Numba is an open source JIT compiler that translates a subset of Python and NumPy code into fast machine code.

Numba supports CUDA GPU programming by directly compiling a restricted subset of Python code into CUDA kernels and device functions following the CUDA execution model. Kernels written in Numba appear to have direct access to NumPy arrays.

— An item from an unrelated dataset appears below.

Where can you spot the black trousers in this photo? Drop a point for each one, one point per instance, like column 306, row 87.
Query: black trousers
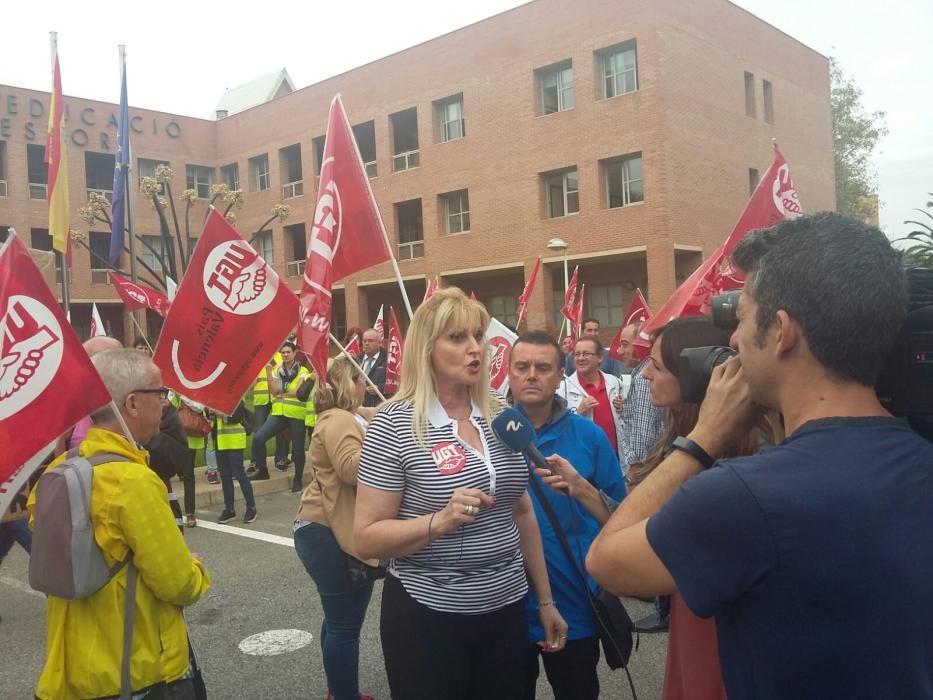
column 570, row 671
column 430, row 654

NumPy arrays are transferred between the CPU and the GPU automatically.

## Links to Handy References
Numba for CUDA GPU’s: https://numba.pydata.org/numba-doc/latest/cuda/index.html 

CuPy’s interoperability guide (includes Numba): https://docs.cupy.dev/en/stable/user_guide/interoperability.html 

Numba Github repository: https://github.com/numba/numba 


# Examples:

## Defining and Launching a Kernel Function

In [None]:
import numpy as np
from numba import cuda

input = np.asarray(range(10))
output = np.zeros(len(input))

@cuda.jit
def foo(input_array, output_array):
    # Thread id in a 1D block
    thread_id = cuda.threadIdx.x
    # Block id in a 1D grid
    block_id = cuda.blockIdx.x
    # Block width, i.e. number of threads per block
    block_width = cuda.blockDim.x
    # Compute flattened index inside the array
    i = thread_id + block_id * block_width
    if i < an_array.size:  # Check array boundaries
        output_array[i] = input_array[i]

block_threads = 32
grid_blocks = (input.size + (block_threads - 1)) // block_threads

foo[grid_blocks, block_threads](input, output)

output

## Simplified Kernel Function Using grid()

In [None]:
import numpy as np
from numba import cuda

input = np.asarray(range(10))
output = np.zeros(len(input))

@cuda.jit
def foo(input_array, output_array):
    i = cuda.grid(1)
    output_array[i] = input_array[i]
    
foo[1, len(input)](input, output)

output

## Using Numba with CuPy

In [None]:
import cupy
from numba import cuda

@cuda.jit
def add(x_array, y_array, output_array):
        start = cuda.grid(1)
        stride = cuda.gridsize(1)
        for i in range(start, x.shape[0], stride):
                output_array[i] = x_array[i] + y_array[i]

a = cupy.arange(10)
b = a * 2
out = cupy.zeros_like(a)

add[1, 32](a, b, out)

print(out)  # => [ 0  3  6  9 12 15 18 21 24 27]